En 1993, Agrodor coupe ses dépenses de 500 000 $ et en 1994 la coopérative affiche alors un chiffre d'affaires de près de 25 000 000 $. De plus, la coopérative enregistre un premier bilan positif (plus de 80 000 $) depuis cinq ans. Sans prendre pour acquis nos assises, la récession de la coopérative semble être une chose du passée. En 1996-1997, d’importants investissements sont faits à la Laiterie Château afin de faire face à la concurrence qui se fait de plus en plus féroce. C’eat ainsi qu’on procède à l’amélioration des procédés de production et qu’un nouveau porduit est mis en marché : le contenant de plastique. Ce nouveau contenant permet à la Laiterie Château d’investir le marché de Montréal pour la première fois. En juin 1998, Agrodor s’associe avec deux autres coopératives, Nutrinor et Agrifoods, dans une nouvelle compagnie de production de lait de consommation, laquelle inclut entre autres les activités de production de la Laiterie Château.

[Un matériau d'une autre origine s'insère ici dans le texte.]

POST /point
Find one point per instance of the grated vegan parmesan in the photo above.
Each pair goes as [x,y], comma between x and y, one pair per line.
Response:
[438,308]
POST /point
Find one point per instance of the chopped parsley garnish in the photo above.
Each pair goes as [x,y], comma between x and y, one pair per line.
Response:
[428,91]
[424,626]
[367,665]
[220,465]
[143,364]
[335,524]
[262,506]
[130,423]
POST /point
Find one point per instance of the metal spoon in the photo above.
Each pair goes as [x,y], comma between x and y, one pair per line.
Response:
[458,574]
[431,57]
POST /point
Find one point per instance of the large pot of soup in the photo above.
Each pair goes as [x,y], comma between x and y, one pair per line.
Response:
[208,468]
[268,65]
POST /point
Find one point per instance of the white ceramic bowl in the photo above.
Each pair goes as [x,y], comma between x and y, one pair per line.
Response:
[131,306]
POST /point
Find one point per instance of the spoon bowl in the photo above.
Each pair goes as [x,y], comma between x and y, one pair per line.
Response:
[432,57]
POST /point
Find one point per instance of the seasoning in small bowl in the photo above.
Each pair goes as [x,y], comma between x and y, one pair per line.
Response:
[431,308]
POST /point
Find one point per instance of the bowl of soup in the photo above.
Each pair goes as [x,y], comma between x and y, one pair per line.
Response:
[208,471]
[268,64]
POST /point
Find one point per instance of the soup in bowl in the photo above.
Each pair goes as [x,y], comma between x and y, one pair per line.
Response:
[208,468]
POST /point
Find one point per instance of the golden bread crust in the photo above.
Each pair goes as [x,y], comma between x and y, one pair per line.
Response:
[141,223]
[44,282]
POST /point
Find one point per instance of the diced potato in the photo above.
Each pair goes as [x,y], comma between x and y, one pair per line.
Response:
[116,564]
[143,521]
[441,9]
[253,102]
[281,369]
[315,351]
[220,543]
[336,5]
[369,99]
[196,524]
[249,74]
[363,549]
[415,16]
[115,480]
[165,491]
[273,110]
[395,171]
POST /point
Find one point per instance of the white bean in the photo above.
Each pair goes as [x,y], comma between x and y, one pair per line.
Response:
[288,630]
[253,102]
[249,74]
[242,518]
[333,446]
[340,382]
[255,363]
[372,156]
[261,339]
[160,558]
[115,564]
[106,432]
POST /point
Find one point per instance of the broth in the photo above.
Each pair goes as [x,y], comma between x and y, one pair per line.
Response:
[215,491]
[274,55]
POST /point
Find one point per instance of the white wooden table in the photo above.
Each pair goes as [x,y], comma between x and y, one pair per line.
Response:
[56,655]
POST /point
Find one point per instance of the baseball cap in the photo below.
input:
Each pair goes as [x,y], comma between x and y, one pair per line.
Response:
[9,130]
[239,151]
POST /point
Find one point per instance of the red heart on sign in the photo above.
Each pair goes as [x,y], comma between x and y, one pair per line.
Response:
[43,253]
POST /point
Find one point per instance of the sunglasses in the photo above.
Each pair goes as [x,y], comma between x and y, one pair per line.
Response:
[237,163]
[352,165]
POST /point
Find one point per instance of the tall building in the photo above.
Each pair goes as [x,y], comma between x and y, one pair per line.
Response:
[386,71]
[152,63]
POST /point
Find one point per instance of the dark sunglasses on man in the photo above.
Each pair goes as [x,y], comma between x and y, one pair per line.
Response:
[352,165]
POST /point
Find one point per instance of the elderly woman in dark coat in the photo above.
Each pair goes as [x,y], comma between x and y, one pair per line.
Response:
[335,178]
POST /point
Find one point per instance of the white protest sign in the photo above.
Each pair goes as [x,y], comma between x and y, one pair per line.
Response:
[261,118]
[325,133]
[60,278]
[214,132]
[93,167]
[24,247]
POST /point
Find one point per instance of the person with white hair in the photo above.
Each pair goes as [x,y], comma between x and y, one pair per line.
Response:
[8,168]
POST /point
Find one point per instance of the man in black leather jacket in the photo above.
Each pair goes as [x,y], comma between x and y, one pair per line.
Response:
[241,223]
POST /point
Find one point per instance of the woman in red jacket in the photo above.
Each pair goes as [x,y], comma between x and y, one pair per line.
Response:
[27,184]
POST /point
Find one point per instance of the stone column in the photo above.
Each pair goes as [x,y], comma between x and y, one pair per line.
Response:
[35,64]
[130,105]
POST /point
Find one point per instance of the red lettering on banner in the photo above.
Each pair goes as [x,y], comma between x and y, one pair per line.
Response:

Aujourd’hui, le chiffre d’affaires de la coopérative se situe à 16 millions , compte près de 275 sociétaires et une cinquantaine d’employés. Parce qu’Agrodor a réussi au fil des ans à s’adapter aux enjeux économiques émergents, elle demeure un important pilier agricole régional. Raffermir sa position dans les marchés où elle oeuvre; c’est là tout le défi des années 2000!